Saunders: Wolves' lack of energy in loss 'uncalled for'
MINNEAPOLIS -- There have now been 27 losses and just five wins in the Minnesota Timberwolves' season filled with growing pains. Saturday's 101-89 loss to the Utah Jazz might have been one of the toughest for Minnesota to stomach.
Head coach Flip Saunders and his players talked plenty after the loss about the team's energy -- or a lack thereof. Minnesota had lost 10 straight games coming into Saturday, but the Wolves had a chance to snap the streak with a game against an 11-22 Jazz team coming off a game the night before.
Thanks to a sluggish game from start to finish, that didn't happen. Minnesota's losing streak reached 11 games as the Timberwolves continue to look for answers.
"That's probably about as bad a loss (as) we've had in a long time, at least that I've been associated with," Saunders said. "We've had pretty good crowds these last two games considering where we're at. On a Saturday night when the crowd was pretty energized at the beginning, to come out the way we did, that's really uncalled for."
After the loss, Saunders said he might shake up the Wolves' lineup to try to inject some life into Minnesota's roster. Without veterans Kevin Martin, Ricky Rubio and Nikola Pekovic in the lineup due to injury, the Timberwolves have resorted to playing plenty of young players. Rookie guard Andrew Wiggins played 37 minutes in Saturday's loss, while second-year center Gorgui Dieng played 33 minutes.
Saunders wasn't happy with the energy levels of players like second-year guard Shabazz Muhammad, who had eight points on 3-of-9 shooting in 22 minutes. Rookie guard Zach LaVine also struggled against Utah and had three of Minnesota's eight turnovers.
There will surely be more growing pains for the Timberwolves throughout the remainder of the season, but Saturday's loss was a low point.
"Our team is not performing well to start games. We're performing with no energy," Saunders said. "How that can be when we have two 19-year-olds, a 20-year-old and a 21-year-old and you don't have energy to play a game, we can say that they hit the wall and all those things. But that's what the NBA is all about. We've got to do something."
Though Minnesota outscored the Jazz 21-20 in the first quarter, neither team played with much fire in the early going. Things got even worse for the Wolves in the second quarter as Jazz guard Trey Burke started to heat up. He had 13 points by halftime as Minnesota headed to the locker room trailing 47-41.
By the time the third quarter ended, the Timberwolves' lack of energy was apparent once again. Utah outscored the Wolves 30-20 in the third as Minnesota shot just 23 percent from the floor in the quarter. A small surge in the fourth quarter wasn't enough for Saunders' team, which lost to the Jazz for the second time in a week.
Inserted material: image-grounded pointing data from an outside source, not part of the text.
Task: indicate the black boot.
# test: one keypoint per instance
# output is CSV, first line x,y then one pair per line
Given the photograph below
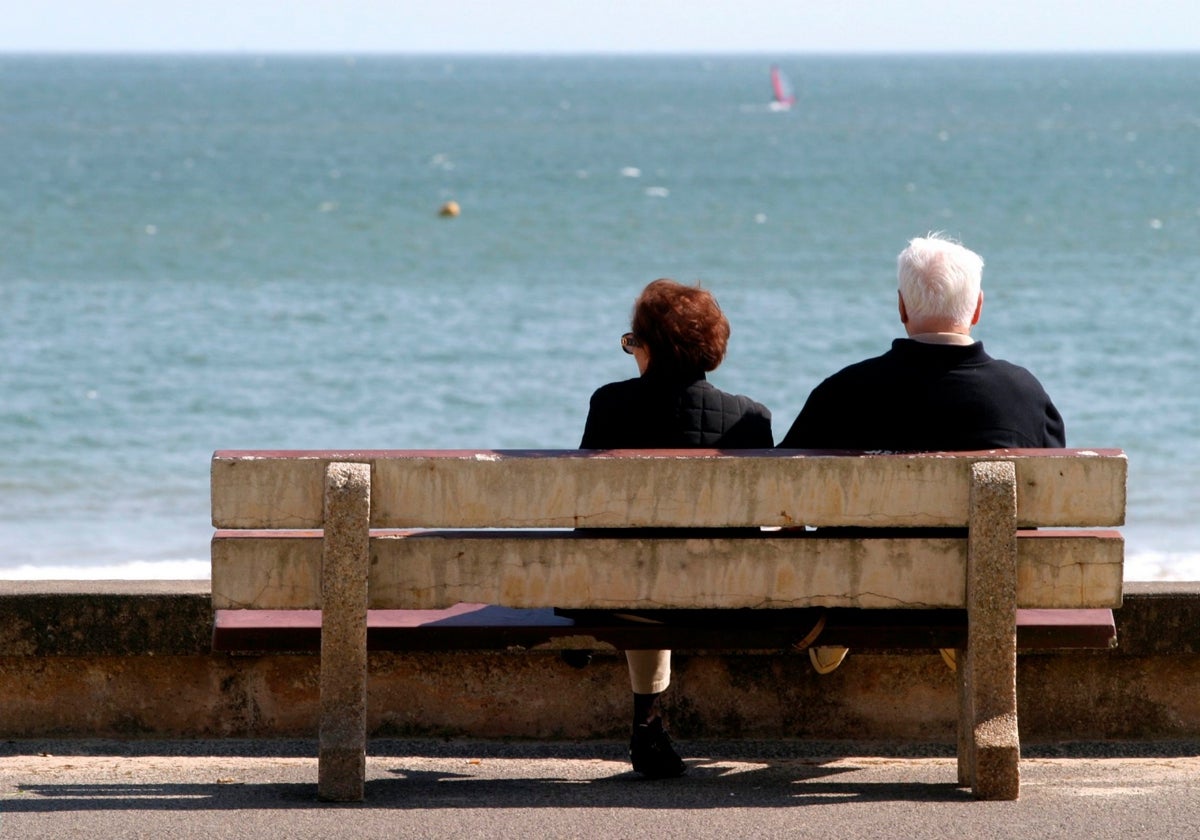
x,y
652,753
Burke, who was drafted by Minnesota in 2013 before he was dealt on draft day, finished with 28 points. He's scored 20 or more points twice this season, and both instances happened to be against the Timberwolves. Minnesota was also unable to slow down Derrick Favors (15 points) and Rudy Gobert (13 points, 11 rebounds, six blocks).
"We don't have any energy out there. I don't know what it is," Muhammad said. "We're playing in the NBA. We've got to turn it around. The energy isn't there. It's just embarrassing."
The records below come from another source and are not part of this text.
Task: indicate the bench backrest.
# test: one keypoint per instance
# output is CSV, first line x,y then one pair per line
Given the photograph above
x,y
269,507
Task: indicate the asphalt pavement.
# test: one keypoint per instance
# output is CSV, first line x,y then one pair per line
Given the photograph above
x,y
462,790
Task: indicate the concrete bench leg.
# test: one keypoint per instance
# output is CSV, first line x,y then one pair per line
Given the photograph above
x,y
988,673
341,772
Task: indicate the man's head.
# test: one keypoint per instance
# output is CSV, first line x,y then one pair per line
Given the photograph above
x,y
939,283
One bright spot for the Wolves in Saturday's loss was Wiggins, who scored 20 points for the third straight game. But Saunders even downplayed Wiggins' performance, saying the rookie wasn't exactly a difference maker in Minnesota's 12-point loss.
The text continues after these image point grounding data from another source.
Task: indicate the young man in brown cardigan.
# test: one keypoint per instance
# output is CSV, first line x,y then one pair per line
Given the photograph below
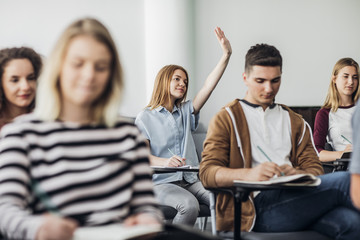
x,y
240,134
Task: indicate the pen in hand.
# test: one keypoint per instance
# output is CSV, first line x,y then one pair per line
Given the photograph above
x,y
346,139
44,199
268,158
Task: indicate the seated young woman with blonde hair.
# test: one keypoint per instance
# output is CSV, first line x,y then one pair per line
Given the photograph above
x,y
333,120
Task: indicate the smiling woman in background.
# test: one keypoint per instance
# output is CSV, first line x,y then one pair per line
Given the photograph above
x,y
74,149
19,70
333,120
So where does Minnesota go from here? The Timberwolves know they can't just continue to wait for Rubio, Pekovic and Martin to return. And even when those three are back, there's no guarantee that all of Minnesota's woes will be cured with their return. The energy level will have to pick back up if the Wolves hope to get back to the win column soon.
"Obviously we want them to get healthy as soon as they can," Wiggins said. "But as a player on the team, you can't just depend on them and wait for them. You've got to try to still win games and still try and go out there and compete every night. When they come, be even better."